Darauf, ob die erklärende Person die Erkenntnisse unmittelbar selbst gewonnen hat oder lediglich aufgrund fremder, namentlich durch mehrere Observationsbeamte zusammengetragener Erkenntnisse – gleichsam vom Hörensagen – berichtet, kommt es nicht an (vgl. allgemein zur Verlesung von Observationsberichten BGH, Beschluss vom 8. März 2016 – 3 StR 484/15, BGHR StPO § 256 Abs. 1 Nr. 5 Ermittlungsmaßnahmen 3 Rn. 2; ablehnend SK-StPO/Velten, 5. Aufl., § 256 Rn. 33; Conen in Festschrift Eisenberg, 2019, S. 377, 381 ff.; s. im Übrigen zu Behördenerklärungen LR/Stuckenberg, StPO, 27. Aufl., § 256 Rn. 12; zum Zeugen vom Hörensagen etwa BGH, Urteil vom 1. August 1962 – 3 StR 28/62, BGHSt 17, 382, 383 f.). Hierfür spricht bereits die Gesetzesbegründung, die regelmäßig auf gesammelten Erkenntnissen beruhende Schlussberichte lediglich insoweit für nicht verlesbar ansieht, als darin der Inhalt einer Vernehmung wiedergegeben wird (BT-Drucks. 15/1508 S. 26).

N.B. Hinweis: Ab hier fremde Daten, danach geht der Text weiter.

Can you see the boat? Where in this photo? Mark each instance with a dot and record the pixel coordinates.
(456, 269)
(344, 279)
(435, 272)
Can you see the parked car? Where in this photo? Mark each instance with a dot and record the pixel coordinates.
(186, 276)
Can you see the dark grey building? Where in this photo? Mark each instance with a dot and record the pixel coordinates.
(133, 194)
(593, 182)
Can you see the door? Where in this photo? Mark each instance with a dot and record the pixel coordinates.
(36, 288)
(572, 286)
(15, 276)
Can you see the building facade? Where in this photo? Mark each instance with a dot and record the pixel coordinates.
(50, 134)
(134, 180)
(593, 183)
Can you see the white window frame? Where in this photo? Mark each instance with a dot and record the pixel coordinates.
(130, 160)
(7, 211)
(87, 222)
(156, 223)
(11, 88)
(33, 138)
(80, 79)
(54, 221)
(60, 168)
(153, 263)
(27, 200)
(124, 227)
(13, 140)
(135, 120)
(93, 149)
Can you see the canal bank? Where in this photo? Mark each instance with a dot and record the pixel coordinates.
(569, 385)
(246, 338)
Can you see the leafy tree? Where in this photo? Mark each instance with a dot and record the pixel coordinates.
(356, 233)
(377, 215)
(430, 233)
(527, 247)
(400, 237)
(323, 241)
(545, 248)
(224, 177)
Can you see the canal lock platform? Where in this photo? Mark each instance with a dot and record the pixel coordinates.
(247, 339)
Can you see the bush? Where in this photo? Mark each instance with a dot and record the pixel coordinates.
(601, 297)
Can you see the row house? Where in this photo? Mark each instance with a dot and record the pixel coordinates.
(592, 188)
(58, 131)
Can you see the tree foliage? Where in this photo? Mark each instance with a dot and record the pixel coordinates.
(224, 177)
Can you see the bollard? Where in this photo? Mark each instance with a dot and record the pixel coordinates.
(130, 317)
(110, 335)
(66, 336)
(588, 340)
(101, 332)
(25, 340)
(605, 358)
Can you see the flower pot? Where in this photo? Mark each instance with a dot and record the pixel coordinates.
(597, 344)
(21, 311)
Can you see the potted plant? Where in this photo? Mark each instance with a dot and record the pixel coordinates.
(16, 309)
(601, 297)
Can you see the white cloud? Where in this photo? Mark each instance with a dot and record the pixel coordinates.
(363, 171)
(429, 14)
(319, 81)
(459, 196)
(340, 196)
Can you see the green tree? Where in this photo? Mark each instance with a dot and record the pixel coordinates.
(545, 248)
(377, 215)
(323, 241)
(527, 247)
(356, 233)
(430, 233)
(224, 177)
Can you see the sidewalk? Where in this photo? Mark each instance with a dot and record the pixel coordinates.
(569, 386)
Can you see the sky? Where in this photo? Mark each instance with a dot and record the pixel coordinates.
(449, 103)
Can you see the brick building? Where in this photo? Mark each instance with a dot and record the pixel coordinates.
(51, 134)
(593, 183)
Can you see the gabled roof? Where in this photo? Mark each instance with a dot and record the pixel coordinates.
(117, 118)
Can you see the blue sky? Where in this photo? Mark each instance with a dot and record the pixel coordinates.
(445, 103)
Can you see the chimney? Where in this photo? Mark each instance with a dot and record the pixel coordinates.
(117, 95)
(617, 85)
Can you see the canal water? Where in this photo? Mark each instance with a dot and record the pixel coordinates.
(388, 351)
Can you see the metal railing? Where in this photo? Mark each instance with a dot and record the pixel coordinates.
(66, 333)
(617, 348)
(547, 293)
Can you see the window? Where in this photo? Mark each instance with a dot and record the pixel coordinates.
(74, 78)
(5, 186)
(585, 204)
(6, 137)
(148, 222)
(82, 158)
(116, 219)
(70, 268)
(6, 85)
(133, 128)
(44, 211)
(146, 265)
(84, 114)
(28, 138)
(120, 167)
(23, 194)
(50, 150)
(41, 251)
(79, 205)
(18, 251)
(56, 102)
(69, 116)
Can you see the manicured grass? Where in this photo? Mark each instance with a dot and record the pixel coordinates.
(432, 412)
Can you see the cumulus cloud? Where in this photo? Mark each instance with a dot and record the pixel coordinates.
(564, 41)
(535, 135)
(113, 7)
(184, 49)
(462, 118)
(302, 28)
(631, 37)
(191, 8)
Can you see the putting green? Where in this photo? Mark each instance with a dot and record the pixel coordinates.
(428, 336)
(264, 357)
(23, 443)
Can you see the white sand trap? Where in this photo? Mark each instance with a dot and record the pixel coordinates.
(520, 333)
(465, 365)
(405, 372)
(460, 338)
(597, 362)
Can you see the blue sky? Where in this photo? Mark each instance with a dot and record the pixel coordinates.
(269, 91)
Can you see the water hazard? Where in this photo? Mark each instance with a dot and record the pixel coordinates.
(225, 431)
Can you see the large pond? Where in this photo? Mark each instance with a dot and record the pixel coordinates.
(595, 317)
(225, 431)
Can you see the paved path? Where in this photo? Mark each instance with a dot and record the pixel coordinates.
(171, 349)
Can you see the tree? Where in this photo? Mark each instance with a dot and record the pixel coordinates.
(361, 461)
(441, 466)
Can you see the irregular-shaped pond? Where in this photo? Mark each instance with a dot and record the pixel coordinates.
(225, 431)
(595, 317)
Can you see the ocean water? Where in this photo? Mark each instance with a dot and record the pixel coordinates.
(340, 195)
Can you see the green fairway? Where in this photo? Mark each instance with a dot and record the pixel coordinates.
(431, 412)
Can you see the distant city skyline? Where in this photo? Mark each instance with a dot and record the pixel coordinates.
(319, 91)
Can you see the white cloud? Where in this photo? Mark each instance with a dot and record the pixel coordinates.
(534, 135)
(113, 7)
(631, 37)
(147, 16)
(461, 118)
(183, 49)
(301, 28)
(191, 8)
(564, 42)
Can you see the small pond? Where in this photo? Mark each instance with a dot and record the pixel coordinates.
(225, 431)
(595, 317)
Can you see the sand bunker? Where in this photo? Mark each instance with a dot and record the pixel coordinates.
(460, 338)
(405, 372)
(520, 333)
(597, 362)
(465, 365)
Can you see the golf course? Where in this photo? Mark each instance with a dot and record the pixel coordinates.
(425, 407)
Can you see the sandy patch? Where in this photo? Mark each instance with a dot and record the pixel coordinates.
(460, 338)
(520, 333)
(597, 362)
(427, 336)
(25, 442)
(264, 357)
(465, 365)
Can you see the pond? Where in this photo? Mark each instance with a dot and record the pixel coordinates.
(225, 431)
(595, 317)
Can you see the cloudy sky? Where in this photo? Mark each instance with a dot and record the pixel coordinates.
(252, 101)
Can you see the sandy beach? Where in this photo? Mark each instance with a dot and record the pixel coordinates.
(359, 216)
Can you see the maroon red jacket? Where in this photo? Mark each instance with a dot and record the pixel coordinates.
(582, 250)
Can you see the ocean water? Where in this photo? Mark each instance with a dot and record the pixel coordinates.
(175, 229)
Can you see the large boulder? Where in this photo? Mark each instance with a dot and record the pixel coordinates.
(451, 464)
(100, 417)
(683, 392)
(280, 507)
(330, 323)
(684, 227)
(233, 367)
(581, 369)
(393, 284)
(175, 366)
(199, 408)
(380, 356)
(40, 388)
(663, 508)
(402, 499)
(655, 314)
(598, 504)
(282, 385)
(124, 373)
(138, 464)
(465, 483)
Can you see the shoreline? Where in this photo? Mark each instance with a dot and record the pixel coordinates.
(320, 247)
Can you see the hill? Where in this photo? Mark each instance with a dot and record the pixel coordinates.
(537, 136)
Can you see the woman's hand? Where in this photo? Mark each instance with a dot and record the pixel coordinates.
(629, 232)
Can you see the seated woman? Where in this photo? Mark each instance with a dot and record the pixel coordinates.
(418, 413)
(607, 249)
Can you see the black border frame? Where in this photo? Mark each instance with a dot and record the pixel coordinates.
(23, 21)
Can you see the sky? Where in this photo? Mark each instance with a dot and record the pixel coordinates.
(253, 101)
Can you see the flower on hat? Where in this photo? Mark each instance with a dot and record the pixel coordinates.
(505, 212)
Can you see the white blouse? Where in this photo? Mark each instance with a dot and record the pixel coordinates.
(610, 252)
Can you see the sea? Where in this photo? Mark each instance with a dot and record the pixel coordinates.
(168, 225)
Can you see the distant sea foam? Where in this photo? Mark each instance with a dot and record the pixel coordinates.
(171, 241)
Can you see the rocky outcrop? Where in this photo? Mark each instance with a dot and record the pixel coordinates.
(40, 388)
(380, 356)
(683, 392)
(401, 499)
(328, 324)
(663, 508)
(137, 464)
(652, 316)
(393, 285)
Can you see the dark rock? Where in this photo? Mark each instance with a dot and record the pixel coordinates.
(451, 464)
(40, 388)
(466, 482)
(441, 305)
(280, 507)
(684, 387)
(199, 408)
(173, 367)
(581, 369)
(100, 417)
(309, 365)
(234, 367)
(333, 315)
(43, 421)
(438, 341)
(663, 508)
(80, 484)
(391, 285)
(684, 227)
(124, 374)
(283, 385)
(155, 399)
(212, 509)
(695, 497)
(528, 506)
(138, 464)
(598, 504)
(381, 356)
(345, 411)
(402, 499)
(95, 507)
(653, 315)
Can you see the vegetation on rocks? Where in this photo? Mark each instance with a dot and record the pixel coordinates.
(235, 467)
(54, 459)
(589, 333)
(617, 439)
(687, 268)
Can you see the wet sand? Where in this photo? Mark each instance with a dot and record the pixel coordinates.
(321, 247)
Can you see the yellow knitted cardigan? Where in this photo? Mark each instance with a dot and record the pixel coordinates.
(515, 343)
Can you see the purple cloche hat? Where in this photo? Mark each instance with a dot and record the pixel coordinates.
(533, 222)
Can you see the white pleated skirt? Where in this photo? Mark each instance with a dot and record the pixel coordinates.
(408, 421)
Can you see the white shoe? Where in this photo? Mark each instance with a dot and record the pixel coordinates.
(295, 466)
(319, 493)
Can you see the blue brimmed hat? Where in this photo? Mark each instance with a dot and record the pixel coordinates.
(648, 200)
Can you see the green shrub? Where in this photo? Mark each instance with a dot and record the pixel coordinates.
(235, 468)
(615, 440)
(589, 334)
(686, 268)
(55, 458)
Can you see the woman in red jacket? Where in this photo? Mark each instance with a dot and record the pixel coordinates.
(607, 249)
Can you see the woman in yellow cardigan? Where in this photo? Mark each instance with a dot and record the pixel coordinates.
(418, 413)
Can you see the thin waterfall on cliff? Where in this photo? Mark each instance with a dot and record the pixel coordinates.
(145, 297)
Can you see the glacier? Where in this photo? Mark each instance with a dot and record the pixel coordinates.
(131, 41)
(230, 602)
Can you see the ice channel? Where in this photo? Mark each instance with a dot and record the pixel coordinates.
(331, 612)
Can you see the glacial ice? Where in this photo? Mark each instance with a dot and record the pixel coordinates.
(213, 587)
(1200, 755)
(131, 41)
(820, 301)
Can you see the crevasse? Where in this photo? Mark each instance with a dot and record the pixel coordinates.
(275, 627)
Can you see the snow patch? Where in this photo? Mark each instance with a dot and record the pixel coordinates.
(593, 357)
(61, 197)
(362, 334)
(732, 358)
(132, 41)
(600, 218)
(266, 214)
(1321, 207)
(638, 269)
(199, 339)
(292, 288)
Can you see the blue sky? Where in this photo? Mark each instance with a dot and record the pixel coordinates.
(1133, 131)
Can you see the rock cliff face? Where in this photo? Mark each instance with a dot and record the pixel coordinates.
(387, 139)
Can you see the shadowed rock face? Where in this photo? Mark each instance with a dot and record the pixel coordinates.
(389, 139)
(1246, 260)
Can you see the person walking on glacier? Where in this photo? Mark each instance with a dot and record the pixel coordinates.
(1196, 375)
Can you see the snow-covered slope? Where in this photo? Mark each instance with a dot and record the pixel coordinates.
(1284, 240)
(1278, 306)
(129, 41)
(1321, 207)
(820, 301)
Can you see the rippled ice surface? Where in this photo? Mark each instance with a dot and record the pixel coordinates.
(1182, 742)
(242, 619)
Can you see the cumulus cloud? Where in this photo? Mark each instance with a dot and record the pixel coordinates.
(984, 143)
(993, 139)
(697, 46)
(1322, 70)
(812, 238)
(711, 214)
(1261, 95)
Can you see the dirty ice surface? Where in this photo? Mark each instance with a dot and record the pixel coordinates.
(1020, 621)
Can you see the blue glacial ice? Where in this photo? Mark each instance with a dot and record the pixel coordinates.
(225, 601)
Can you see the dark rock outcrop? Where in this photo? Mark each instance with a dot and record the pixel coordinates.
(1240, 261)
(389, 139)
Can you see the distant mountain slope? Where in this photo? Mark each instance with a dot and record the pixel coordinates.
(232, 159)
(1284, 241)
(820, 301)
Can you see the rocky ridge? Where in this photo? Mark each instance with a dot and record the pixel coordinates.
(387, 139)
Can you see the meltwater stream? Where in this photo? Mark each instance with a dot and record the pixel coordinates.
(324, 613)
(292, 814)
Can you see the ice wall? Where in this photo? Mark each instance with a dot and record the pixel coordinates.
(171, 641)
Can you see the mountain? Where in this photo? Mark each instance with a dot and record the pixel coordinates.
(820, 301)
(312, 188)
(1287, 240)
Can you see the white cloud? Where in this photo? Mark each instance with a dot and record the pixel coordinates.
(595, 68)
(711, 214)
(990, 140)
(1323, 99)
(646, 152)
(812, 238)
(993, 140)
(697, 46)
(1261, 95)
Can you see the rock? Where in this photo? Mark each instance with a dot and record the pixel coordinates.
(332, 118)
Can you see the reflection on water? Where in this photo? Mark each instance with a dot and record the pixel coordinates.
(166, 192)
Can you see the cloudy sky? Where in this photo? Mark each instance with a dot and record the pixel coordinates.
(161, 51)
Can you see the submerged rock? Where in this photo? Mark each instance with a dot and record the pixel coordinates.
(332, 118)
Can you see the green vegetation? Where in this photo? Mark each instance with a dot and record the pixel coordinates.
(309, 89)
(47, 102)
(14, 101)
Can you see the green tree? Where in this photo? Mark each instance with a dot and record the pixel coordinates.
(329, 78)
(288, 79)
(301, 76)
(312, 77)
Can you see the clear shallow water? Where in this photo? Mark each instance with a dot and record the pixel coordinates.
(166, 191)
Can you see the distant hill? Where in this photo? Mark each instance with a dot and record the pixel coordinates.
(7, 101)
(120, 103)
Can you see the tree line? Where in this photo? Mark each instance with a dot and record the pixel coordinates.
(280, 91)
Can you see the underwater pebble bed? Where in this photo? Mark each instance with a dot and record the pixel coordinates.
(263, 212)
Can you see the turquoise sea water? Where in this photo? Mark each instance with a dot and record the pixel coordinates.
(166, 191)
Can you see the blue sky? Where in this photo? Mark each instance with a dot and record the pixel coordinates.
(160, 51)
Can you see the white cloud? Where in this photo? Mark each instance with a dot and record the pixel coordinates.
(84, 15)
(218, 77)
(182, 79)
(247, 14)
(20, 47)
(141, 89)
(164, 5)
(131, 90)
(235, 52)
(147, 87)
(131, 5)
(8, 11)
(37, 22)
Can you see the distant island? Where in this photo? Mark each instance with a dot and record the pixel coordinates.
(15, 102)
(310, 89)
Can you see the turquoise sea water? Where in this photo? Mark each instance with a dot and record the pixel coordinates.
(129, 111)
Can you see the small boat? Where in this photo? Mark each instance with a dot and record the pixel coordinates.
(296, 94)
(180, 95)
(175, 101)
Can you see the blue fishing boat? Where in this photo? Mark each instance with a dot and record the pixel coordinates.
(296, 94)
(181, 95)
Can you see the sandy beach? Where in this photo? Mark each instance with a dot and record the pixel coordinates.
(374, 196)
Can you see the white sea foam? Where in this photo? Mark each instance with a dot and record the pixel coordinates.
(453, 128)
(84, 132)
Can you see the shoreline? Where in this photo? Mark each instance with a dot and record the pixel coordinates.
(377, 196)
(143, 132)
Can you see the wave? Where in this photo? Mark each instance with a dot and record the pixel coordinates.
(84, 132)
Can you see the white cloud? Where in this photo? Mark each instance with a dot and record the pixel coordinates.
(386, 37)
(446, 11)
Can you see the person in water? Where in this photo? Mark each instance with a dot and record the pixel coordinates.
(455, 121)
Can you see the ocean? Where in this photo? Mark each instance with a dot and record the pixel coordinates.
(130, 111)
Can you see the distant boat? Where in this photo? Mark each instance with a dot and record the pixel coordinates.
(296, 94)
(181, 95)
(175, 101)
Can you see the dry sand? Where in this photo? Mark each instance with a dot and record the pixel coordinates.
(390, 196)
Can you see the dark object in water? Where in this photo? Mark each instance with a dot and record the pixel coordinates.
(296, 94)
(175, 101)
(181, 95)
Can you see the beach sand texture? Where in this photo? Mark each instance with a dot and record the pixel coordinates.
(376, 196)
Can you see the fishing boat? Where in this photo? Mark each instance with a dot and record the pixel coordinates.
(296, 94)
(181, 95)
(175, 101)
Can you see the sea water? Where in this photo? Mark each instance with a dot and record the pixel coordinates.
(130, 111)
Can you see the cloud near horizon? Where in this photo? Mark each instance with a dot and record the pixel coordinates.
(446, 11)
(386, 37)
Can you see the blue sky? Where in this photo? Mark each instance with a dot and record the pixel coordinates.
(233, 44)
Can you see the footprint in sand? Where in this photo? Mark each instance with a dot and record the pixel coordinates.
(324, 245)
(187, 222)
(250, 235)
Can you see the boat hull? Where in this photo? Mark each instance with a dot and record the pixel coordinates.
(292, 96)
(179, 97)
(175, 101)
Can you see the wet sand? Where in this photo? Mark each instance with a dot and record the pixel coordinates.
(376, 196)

cc) Die mit dem jeweiligen Vorblatt zu den Akten gelangten Observationsberichte durften unabhängig davon als Beweismittel genutzt werden, ob die vorangestellten Schreiben selbst verlesen wurden. Die Verlesung von Urkunden kann nach Maßgabe der Aufklärungspflicht auf die für die Entscheidung bedeutsamen, aus sich heraus verständlichen Teile beschränkt werden (vgl. BGH, Beschluss vom 12. Januar 2011 – GSSt 1/10, BGHSt 56, 109 Rn. 34; Urteil vom 8. März 1960 – 5 StR 17/60, GA 1960, 277; KK-StPO/Diemer, 9. Aufl., § 249 Rn. 28; MüKoStPO/Kreicker, § 249 Rn. 43). In diesem Sinne bedeutsam sind die Schreiben der Koordinierungsstelle des Bundeskriminalamtes indes nicht, da sie hauptsächlich für die im Wege des Freibeweises zu klärenden Frage der Verlesbarkeit anderer Teile der Urkunden relevant sind (vgl. BGH, Beschluss vom 18. April 2007 – 2 StR 111/07, StraFo 2007, 331; OLG Düsseldorf, Urteil vom 1. Februar 1983 – 2 Ss 349/82, StV 1983, 273; BeckOK StPO/Ganter, 46. Ed., § 256 Rn. 23).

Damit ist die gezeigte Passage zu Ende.